I recently made a “stockpile minimum” list and wrote down 2-3 dozen things we use all the time and the bare minimum I want to keep on hand at all times.
This can vary for you, depending on if you want enough in your stockpile for 1 month, 3 months or more than that. The idea of creating your own stockpile minimum list is helpful for everyone. It’s quick to do and helps you see where your comfort level is at. Plus, it holds you accountable and lets you see what you need to be purchasing at the next sale.
5. Be more prepared today than you were yesterday.
When it comes down to it, this is your ultimate goal with your stockpile. Be more prepared today than you were yesterday. So simple, but so true, right?

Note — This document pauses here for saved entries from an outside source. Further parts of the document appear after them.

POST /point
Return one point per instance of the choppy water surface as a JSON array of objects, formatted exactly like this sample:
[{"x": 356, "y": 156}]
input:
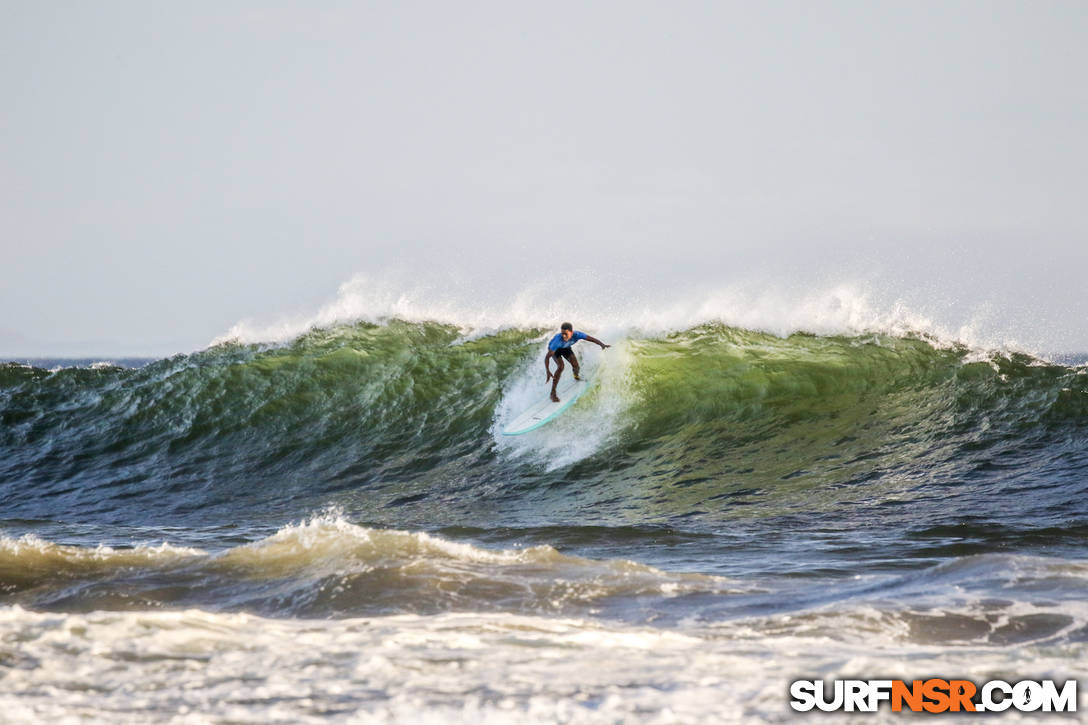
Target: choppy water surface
[{"x": 334, "y": 528}]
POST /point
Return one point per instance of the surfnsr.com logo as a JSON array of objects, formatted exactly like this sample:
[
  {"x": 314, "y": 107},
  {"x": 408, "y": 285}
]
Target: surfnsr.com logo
[{"x": 934, "y": 695}]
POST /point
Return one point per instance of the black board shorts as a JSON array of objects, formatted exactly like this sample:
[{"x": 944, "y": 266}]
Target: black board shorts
[{"x": 567, "y": 353}]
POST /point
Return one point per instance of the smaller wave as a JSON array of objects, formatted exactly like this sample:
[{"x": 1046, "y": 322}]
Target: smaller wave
[
  {"x": 326, "y": 566},
  {"x": 29, "y": 562}
]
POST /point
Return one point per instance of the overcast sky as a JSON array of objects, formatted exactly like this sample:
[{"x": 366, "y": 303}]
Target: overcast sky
[{"x": 168, "y": 169}]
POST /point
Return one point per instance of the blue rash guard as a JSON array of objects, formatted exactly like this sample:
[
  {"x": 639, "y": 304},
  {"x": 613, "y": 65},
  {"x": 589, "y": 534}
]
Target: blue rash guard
[{"x": 557, "y": 342}]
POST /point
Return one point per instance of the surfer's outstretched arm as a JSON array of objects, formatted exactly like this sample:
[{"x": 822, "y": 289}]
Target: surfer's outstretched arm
[{"x": 594, "y": 340}]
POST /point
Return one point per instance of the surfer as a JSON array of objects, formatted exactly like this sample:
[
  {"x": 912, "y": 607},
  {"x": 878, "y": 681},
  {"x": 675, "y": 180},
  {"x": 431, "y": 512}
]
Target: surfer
[{"x": 559, "y": 347}]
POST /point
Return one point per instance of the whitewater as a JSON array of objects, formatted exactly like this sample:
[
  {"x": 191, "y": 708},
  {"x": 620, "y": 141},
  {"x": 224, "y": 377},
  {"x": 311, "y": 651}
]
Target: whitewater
[{"x": 319, "y": 519}]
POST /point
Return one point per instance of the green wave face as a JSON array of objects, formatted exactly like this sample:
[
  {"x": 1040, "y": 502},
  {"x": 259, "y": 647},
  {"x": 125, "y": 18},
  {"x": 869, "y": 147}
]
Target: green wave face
[{"x": 708, "y": 422}]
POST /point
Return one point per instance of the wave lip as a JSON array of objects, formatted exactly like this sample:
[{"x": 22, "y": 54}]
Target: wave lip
[{"x": 330, "y": 567}]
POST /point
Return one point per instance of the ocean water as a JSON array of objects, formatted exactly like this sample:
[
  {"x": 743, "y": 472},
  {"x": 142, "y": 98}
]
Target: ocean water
[{"x": 331, "y": 527}]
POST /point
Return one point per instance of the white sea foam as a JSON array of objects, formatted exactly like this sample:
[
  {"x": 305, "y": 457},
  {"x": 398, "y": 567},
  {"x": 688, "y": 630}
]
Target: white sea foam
[
  {"x": 196, "y": 666},
  {"x": 616, "y": 309}
]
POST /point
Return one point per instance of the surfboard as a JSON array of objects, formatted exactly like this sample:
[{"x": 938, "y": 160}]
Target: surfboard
[{"x": 544, "y": 410}]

You don’t have to do it all at once. It can feel overwhelming at times with all there is to do. It can also be a temptation to spend a lot of money now that isn’t in your budget just to get it done.
Make a plan. Look at your sale ads for the week and pick up a couple extra sale items at the grocery store. Go to Sam’s or Costco and add an extra pack of toilet paper to your cart. Do something today so you will be more prepared tomorrow.
Your stockpile may still be small or it may be growing, but every single thing you do now will make you more prepared for the future. Isn’t that what we all want?
Those are my simple stockpiling food tips. What rules would you add to my list?
One rule I would add to the rules for stockpiling is to check the expiration dates on sale items before purchasimy because one time I bought many bottles of salad dressing on sale to find out that some bottles were already close to their expiration date.
Another great rule, Carol! I have done that too…so am getting more vigilant about checking those expiration dates. Thanks for the reminder!